AdrianStrugala / AvroConvert

Rapid Avro serializer for C# .NET
Other
97 stars 27 forks source link

Issues with Azure ADX #118

Open wdcossey opened 9 months ago

wdcossey commented 9 months ago

I'm having issues with Azure ADX.

I would like to write data (1000s, 100000s records) to a file that will be pushed to Azure ADX for processing.

Whilst the library is simple enough to get working, Azure does not like the schema that is given.

I simply tried serializing a list of objects (say 2-10) and wrote that to a file and uploaded it, it failed.

Writing a single object does however work.

I also tried Merge, that also failed to work.

My understanding is that ADX doesn't understand the array data type.

Is what I'm attempting to do even possible? I wouldn't want to send 10,000 individual files.

AdrianStrugala commented 9 months ago

Could you share the error returned from ADX?

wdcossey commented 9 months ago

Hi @AdrianStrugala

Here's part of the error:

Couldn't infer file schema. Error: Input (format: 'Avro') source cannot be read due to: 'Unrecognized Avro schema: '{"type":"array","items"

Give me a bit and I will send a code sample (with a full error).

wdcossey commented 9 months ago

Full error:

Couldn't infer file schema.
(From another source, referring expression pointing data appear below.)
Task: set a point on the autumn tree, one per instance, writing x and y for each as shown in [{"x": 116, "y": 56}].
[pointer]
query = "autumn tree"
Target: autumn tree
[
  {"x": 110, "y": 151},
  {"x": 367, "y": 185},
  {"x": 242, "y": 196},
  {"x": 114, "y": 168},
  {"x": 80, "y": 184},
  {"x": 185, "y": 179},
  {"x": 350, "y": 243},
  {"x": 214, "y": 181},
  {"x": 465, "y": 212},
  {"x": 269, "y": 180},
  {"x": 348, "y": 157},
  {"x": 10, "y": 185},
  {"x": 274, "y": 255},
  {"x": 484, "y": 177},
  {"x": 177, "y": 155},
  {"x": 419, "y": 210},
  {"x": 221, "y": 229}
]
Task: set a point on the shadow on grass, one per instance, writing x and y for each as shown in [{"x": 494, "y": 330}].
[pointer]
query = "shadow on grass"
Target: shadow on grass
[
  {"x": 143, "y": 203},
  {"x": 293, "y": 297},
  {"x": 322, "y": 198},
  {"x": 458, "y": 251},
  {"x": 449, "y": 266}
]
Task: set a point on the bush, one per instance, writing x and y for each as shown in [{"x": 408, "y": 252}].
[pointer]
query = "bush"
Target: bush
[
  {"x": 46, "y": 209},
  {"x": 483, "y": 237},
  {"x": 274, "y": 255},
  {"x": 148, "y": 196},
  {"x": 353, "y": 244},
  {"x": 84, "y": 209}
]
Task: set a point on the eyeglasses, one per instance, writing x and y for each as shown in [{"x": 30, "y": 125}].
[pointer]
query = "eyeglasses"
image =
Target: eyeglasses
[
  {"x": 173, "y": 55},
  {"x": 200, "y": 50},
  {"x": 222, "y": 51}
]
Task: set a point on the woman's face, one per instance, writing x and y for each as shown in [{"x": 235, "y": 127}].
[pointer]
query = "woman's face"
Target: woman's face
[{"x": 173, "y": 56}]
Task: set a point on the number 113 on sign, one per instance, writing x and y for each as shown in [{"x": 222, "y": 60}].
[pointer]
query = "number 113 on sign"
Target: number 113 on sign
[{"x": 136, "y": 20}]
Error: Input (format: 'Avro') source cannot be read due to: 'Unrecognized Avro schema: '.
{"type":"array","items":{"name":"SomeClass","namespace":"BogusData","type":"record","fields":[{"name":"Int32","type":"int"},{"name":"String","type":"string"},{"name":"Datetime","type":{"type":"long","logicalType":"timestamp-micros"}},{"name":"Decimal","type":{"type":"bytes","logicalType":"decimal","precision":28,"scale":18}}]}}

Test code:

var seqNum = 123;

var fakeItems = new Faker<SomeClass>()
    .CustomInstantiator(f => new SomeClass(seqNum++))
    .RuleFor(o => o.Decimal, f => f.Random.Decimal(1.1m, 999m))
    .RuleFor(o => o.Datetime, f => f.Date.Recent())
    .RuleFor(o => o.String, f => f.Random.String(4, 4)).Generate(10);

var result = AvroConvert.Serialize(fakeItems, CodecType.Null);
await File.WriteAllBytesAsync("somefilename.avro", result);

Class:

public class SomeClass
{
    public int Int32 { get; }

    public string String { get; set; }

    public DateTime Datetime { get; set; }

    [AvroDecimal(Precision = 28, Scale = 18)]
    public decimal Decimal { get; set; }

    public SomeClass(int seqNum)
    {
        Int32 = seqNum;
    }
}
AdrianStrugala commented 9 months ago

The schema is valid according to Avro specification. It looks like the problem is on ADX side. Could you report that to MS? I will take another look anyway, but I can't promise anything.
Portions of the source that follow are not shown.